The Coeur d'Alene Press reached back into its own archive this week to revisit one of its oddest moments: a June 18, 2016, full-page ad that cost Arthur Brooks $900 and asked for a wife for his son, Baron Brooks. The ad, placed by the then-78-year-old California horse breeder, made Coeur d'Alene an unlikely stop on the national media circuit and left a paper trail that still reads like a time capsule from the pre-dating-app era.

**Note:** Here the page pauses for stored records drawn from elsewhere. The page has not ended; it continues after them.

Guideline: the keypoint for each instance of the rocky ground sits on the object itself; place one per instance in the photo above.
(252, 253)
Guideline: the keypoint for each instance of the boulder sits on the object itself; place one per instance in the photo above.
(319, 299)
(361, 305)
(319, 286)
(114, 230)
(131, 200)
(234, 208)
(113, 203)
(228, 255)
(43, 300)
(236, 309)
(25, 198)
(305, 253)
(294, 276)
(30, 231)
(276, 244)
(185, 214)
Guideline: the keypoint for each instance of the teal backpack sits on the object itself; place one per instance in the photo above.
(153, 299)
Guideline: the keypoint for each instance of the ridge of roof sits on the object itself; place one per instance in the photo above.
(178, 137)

Arthur Brooks said he was in ill health and wanted a grandson, and the ad made clear the woman he wanted for his 48-year-old son had to be politically conservative. Women who had voted for Barack Obama or planned to vote for Hillary Clinton were ruled out. The ad also said the woman would need to be willing to move to Salt Lake City and stay home with children, turning what might have been a family introduction into a highly specific public screening.

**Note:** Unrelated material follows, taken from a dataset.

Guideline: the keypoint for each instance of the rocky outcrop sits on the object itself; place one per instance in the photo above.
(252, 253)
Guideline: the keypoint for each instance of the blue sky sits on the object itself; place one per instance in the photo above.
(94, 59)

Baron Brooks, described at the time as a Salt Lake City health food broker, said he was shocked and embarrassed by the ad and had not authorized it. He also said his father may have picked Coeur d'Alene because he had vacationed there and believed the area was politically conservative, a detail that helps explain why the Brooks family’s matchmaking effort landed in Kootenai County in the first place.
Arthur Brooks had initially planned to interview potential daughters-in-law at The Coeur d'Alene Resort, but resort management asked him to move the interviews because of guest privacy concerns. He left for Utah after that, and about a dozen women from around the country responded to the ad. The episode quickly drew attention far beyond North Idaho, with coverage from USA Today, ABC News, CBS News, TIME, UPI and the Jewish Telegraphic Agency, turning a local newspaper ad into a small internet-era legend.
That is part of why the story still sticks. It was never just a quirky family stunt. It mixed loneliness, family pressure, politics and the old custom of matchmaking through the newspaper, all set against a Coeur d'Alene backdrop that helped give the ad a distinctly local flavor. Years later, the Press’s return to the story underscored how a single page in a local paper can become part of a community’s shared memory.